Faith leaders ask candidates to give poor ‘living wage’

Left to right, Rev. Sung Yeon Choimorrow, Rev. Michael Livingston, Rev. Andrea Alexander, Rev. Sekinah Hamlin, Rev. Dr. J. Herbert Nelson, Rev. Dr. Ken Brooker Langston, Rabbi Jason Kimelman-Block, gather before the Pope’s visit on Sept. 22, 2015, to ask the Pope to acknowledge the plight of striking low-wage federal contract workers. Photo courtesy of Good Jobs Nation

Adelle M. Banks, Religion News Service

(RNS) On the anniversary of the assassination of the Rev. Martin Luther King Jr., dozens of faith leaders are calling for the U.S. presidential candidates to include a “living wage” for low-income workers in their political agendas.

The move comes amid growing momentum for a wage hike and just days after state officials of New York and California acted to increase their minimum wage to $15 an hour.

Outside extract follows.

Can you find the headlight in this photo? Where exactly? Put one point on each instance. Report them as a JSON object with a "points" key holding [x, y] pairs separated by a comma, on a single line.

“Today, we call on all those who are seeking the Presidency of the United States to honor the legacy of Dr. King and stand in solidarity with all people who are seeking to achieve racial and economic justice in our society,” they say in an “Interfaith Call for Moral Action on the Economy,”that will be publicly released on Monday (April 4).